The original specimens (syntypes) of this species were collected by Cheeseman in "Mt Arthur Plateau and Raglan Mountains", South Island, New Zealand. The specimens collected by Cheeseman are housed at the herbarium of the Auckland War Memorial Museum (AK).

Cheeseman noted that M. angustata is morphologically very similar to M. traversii, distinguishing them by M. angustata's narrower leaves and relatively longer anthers, among other differences.'

=== Phylogeny ===
Two individuals of M. angustata have been included in phylogenetic analyses of standard DNA sequencing markers (nuclear ribosomal DNA and chloroplast DNA regions) of New Zealand Myosotis. Within the southern hemisphere lineage, species relationships, including those of the two individual sequenced of M. angustata, were not well resolved.
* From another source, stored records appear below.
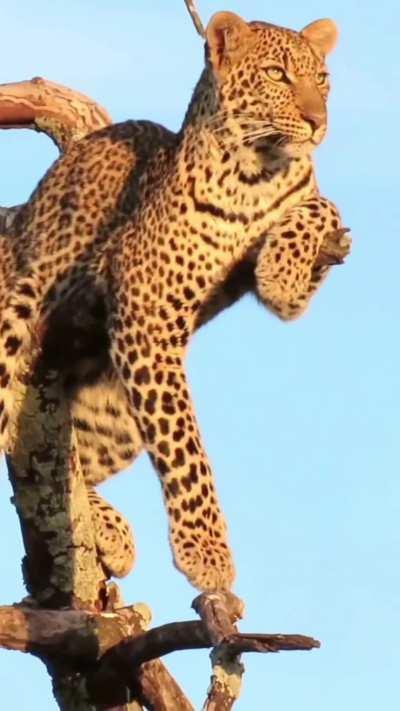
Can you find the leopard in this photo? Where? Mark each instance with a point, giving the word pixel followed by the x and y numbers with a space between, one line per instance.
pixel 141 227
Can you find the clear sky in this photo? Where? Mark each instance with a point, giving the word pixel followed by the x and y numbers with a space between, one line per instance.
pixel 300 420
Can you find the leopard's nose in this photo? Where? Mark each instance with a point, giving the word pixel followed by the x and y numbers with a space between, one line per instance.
pixel 315 119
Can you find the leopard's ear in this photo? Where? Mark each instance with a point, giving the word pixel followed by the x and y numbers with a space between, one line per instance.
pixel 323 34
pixel 228 39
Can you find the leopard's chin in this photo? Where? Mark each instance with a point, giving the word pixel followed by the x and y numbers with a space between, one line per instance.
pixel 300 150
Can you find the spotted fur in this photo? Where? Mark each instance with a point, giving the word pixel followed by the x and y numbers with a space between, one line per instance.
pixel 133 233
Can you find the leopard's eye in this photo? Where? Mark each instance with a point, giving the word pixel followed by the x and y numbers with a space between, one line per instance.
pixel 276 74
pixel 321 78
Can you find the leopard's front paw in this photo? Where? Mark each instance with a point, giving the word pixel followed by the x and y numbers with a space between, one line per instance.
pixel 113 535
pixel 334 249
pixel 204 558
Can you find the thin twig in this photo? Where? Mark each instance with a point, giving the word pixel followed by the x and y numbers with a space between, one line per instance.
pixel 195 17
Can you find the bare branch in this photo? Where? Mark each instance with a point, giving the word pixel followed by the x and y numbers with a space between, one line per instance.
pixel 195 17
pixel 56 110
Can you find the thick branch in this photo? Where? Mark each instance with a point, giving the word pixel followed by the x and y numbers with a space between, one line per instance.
pixel 42 105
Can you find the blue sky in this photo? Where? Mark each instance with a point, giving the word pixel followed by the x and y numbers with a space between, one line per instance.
pixel 300 420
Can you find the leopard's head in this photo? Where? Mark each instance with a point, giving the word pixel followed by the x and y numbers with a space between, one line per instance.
pixel 271 84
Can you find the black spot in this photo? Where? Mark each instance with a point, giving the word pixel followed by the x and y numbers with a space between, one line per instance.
pixel 179 458
pixel 164 425
pixel 23 311
pixel 150 403
pixel 137 398
pixel 142 375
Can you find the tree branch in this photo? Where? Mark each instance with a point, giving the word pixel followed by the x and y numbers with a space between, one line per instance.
pixel 195 17
pixel 41 105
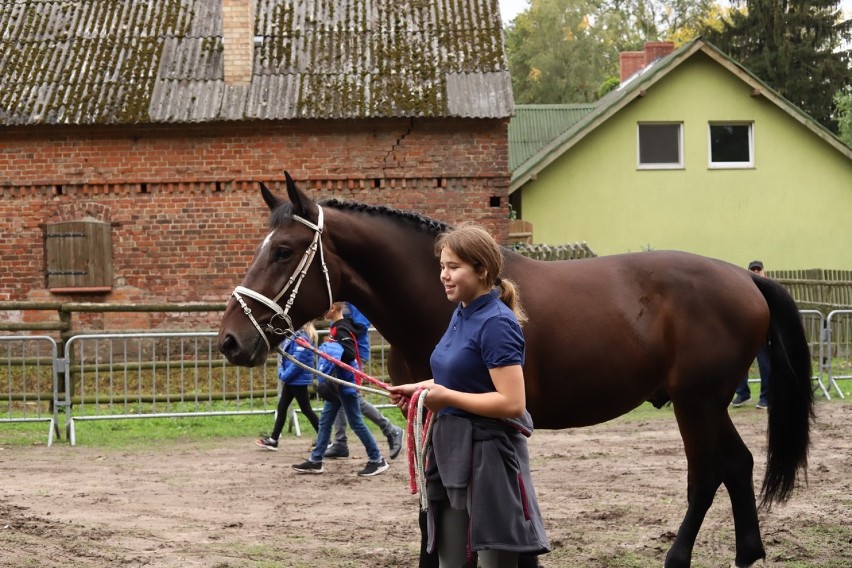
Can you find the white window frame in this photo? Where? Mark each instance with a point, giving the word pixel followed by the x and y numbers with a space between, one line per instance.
pixel 660 165
pixel 730 165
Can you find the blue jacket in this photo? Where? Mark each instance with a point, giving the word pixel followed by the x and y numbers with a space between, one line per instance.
pixel 290 373
pixel 364 336
pixel 334 349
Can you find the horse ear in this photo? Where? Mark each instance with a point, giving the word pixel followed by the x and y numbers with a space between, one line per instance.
pixel 302 204
pixel 271 200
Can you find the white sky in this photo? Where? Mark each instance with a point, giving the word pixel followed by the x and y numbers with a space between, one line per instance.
pixel 511 8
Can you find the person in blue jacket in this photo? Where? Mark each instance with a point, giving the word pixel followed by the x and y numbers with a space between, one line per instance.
pixel 341 346
pixel 394 434
pixel 296 381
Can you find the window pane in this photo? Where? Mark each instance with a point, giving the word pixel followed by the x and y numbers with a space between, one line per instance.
pixel 729 143
pixel 659 143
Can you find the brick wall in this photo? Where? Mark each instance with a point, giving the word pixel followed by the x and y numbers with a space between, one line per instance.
pixel 184 207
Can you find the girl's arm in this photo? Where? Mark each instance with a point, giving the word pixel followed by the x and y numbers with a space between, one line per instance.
pixel 509 401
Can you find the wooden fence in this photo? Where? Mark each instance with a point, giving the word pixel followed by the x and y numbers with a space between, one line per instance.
pixel 817 289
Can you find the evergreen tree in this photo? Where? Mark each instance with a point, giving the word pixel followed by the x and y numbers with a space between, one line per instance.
pixel 843 103
pixel 563 51
pixel 800 48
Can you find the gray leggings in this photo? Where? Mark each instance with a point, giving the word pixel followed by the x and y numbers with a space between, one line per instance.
pixel 452 542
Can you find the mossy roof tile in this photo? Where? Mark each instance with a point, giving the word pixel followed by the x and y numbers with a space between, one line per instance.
pixel 137 61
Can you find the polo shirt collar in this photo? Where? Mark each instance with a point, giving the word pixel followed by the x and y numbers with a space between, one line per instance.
pixel 477 304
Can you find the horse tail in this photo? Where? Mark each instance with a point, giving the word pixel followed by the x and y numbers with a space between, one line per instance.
pixel 790 396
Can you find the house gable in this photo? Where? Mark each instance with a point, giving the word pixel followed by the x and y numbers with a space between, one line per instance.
pixel 799 185
pixel 639 85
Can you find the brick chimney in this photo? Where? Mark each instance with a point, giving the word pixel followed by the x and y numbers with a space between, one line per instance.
pixel 656 49
pixel 632 61
pixel 238 37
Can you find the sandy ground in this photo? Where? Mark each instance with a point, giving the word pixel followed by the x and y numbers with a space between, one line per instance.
pixel 611 495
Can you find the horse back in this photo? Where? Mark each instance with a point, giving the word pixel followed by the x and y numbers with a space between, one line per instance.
pixel 612 332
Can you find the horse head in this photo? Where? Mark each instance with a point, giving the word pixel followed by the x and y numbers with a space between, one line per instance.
pixel 287 283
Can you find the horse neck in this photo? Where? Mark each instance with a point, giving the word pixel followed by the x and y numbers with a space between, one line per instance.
pixel 389 271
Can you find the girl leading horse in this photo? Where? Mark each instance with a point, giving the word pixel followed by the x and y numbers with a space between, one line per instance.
pixel 653 326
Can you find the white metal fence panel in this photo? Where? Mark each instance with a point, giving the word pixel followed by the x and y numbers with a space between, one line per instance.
pixel 160 375
pixel 29 381
pixel 838 347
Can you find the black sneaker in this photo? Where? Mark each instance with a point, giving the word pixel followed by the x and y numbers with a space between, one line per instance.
pixel 267 443
pixel 308 467
pixel 395 443
pixel 374 468
pixel 334 453
pixel 740 400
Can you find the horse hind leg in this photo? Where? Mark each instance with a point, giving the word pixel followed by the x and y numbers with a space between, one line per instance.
pixel 738 480
pixel 715 454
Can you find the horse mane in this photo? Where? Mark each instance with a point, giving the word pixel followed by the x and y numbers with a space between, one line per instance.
pixel 434 227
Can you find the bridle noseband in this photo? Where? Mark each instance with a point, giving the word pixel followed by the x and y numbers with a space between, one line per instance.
pixel 295 281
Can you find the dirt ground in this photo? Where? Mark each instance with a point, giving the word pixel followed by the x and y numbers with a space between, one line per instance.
pixel 612 495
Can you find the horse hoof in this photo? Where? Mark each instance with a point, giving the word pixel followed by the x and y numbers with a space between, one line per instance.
pixel 761 562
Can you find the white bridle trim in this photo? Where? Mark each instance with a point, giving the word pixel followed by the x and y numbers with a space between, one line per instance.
pixel 295 280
== Distribution and habitat ==
M. angustata is a forget-me-not originally collected from Mt Arthur and Raglan Range, in the northern part of the South Island, New Zealand. It is currently considered to be extant only in Kahurangi National Park.

== Conservation status ==
M. angustata is listed as Threatened – Nationally Critical with the qualifiers Data Poor (DP) and Range Restricted (RR) on the most recent assessment (2017-2018) under the New Zealand Threatened Classification system for plants.